CIA.Mat Flashcards
Define materiality
An omission / under-statement / over-statement is MATERIAL if the actuary expects it to MATERIALLY AFFECT the user’s decision-making or reasonable expectations
Identify the main consideration in setting a materiality level
SPECIFY:
- use of work, intended users
- (there is no obligation to communicate with other than intended audience)
the user perspective of the work
Identify under which circumstances the materiality level should change
- When an external BENCHMARK is approached (Ex: regulatory action level)

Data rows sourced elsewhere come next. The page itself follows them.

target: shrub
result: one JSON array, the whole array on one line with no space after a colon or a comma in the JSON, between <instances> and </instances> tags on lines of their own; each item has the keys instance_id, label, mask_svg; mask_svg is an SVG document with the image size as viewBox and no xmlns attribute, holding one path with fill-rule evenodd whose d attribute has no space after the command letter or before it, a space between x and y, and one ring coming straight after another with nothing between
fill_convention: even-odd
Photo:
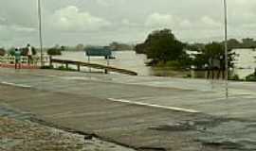
<instances>
[{"instance_id":1,"label":"shrub","mask_svg":"<svg viewBox=\"0 0 256 151\"><path fill-rule=\"evenodd\" d=\"M5 56L6 50L4 48L0 48L0 56Z\"/></svg>"},{"instance_id":2,"label":"shrub","mask_svg":"<svg viewBox=\"0 0 256 151\"><path fill-rule=\"evenodd\" d=\"M229 80L239 81L241 80L238 75L234 75L229 77Z\"/></svg>"},{"instance_id":3,"label":"shrub","mask_svg":"<svg viewBox=\"0 0 256 151\"><path fill-rule=\"evenodd\" d=\"M58 55L62 55L62 49L59 49L59 48L49 48L47 50L47 54L49 56L58 56Z\"/></svg>"},{"instance_id":4,"label":"shrub","mask_svg":"<svg viewBox=\"0 0 256 151\"><path fill-rule=\"evenodd\" d=\"M247 81L255 81L256 82L256 73L251 74L246 77Z\"/></svg>"}]
</instances>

- Otherwise, it should be consistent over time AND between valuations
Identify 4 characteristics of an insurance company that may affect materiality
- Financial strength
- Size of entity
- Type of business
- Access to capital
- net Retention
- Stage of organization’s life cycle
Identify a metric to test materiality for regulatory (or solvency) purposes
- Statutory surplus
- Solvency benchmark ratio
Identify a metric to test materiality for appraisals
def: appraisals = évaluations
- Net worth
- Net income
- EPS (earnings per share)
Identify a metric to test materiality for general purpose financial statements
- Statutory surplus
- Net income
Identify which application has a less rigorous materiality level: FCT or Valuation
FCT is less rigorous (so materiality standard is higher)
FCT:
- used for surplus in scenario-testing
Valuation:
- this impacts net income, which is more important
- need to detect smaller deviations here
Identify 3 considerations for extent of disclosure of materiality
(Hint: SSC)
- Sophistication of user
- Significance to user
- Complexity of concept
Identify 3 possible actions of report-writer based on materiality
- INCLUDE ITEM?
Ask yourself whether should the item be CONSIDERED - REFINE ITEM?
Ask yourself whether item sufficiently ACCURATE - DISCLOSE ITEM?